Lastly, I think Gregory Lewis was at risk of being overconfident about the relevance of expert training or “being an expert” when he said that EAs who were right about the government U-turn about lockdowns were right only in the sense of a broken clock. I was one of several EAs who loudly and clearly said “the government is wrong about this!.” I even asked in an EA Covid group if we should be trying to get the attention of people in government about it. This might have been like 1-2 days before they did the U-turn. How would Greg Lewis know that I (and other non-experts like me—I wasn’t the only one who felt confident that the government was wrong about something right before March 16th) had not done sound steps of reasoning at the time?

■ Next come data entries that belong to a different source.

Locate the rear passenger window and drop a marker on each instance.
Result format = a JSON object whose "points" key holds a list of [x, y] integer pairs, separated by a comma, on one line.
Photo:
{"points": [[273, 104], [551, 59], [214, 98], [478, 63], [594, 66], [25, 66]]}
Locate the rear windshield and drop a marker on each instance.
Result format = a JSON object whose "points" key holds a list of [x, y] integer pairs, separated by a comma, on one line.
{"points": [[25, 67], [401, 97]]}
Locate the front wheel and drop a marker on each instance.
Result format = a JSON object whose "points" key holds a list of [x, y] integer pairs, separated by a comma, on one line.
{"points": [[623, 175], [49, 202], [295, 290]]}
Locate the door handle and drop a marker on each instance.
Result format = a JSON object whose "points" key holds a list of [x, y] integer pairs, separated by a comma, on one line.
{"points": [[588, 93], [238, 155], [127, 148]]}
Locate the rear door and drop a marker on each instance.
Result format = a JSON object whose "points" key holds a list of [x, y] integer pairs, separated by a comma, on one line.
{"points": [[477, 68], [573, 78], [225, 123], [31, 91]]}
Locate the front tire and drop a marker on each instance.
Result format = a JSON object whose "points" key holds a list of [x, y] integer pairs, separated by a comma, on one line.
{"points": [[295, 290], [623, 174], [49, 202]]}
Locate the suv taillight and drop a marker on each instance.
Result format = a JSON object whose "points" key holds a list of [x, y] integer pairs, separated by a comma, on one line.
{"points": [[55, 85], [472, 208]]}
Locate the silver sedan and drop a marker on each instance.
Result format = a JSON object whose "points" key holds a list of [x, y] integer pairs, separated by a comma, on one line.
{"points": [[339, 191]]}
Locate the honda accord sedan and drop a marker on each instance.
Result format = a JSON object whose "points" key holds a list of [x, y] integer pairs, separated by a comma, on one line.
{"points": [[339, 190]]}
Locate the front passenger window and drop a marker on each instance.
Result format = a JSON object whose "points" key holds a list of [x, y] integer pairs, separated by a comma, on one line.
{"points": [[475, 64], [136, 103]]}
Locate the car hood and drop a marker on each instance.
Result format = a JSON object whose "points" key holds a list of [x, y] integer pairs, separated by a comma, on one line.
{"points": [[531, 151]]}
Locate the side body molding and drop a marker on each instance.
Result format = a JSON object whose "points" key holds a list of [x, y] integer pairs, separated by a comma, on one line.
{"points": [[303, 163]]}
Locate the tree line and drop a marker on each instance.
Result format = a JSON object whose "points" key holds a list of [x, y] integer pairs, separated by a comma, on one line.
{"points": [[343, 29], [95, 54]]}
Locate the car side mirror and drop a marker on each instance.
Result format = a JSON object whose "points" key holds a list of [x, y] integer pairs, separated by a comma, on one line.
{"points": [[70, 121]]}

I’m not sure myself; I admittedly remember having some weirdly overconfident adjacent beliefs at the time, not about the infection fatality rate [I think I was always really good at forecasting that—you can go through my Metaculus commenting history here], but about what the government experts were basing their estimates on. I for some reason thought it was reasonably plausible that the government experts were making a particular, specific mistake about interpreting the findings from the Cruise ship cases, but I didn’t have much evidence of them making that specific mistake [other than them mentioning the Cruise ship in connection with estimating a specific number], nor would it even make sense for government experts to stake a lot of their credence in just one single data point [because neither did I]. So, me thinking I know that they were making a specific mistake, as opposed to just being wrong for reasons that must be obscure to me, seems like pretty bad epistemics. But anyway, other than that, I feel like my comments from early March 2020 aged remarkably well and I could imagine that people don’t appreciate how much you will know and understand about a subject if you follow it obsessively with all your attention every single day. And it doesn’t take genius statistics skill to piece together infection fatality estimates and hospitalization estimates from different outbreaks around the world. Just using common sense and trying to adjust for age stratification effects with very crude math, and reasoning about where countries do good or bad testing (like, reading about the testing in Korea, it became clear to me that they probably were not missing tons of cases, which was very relevant in ruling out some hypothesis about vast amounts of asymptomatic infections), etc. This stuff was not rocket science.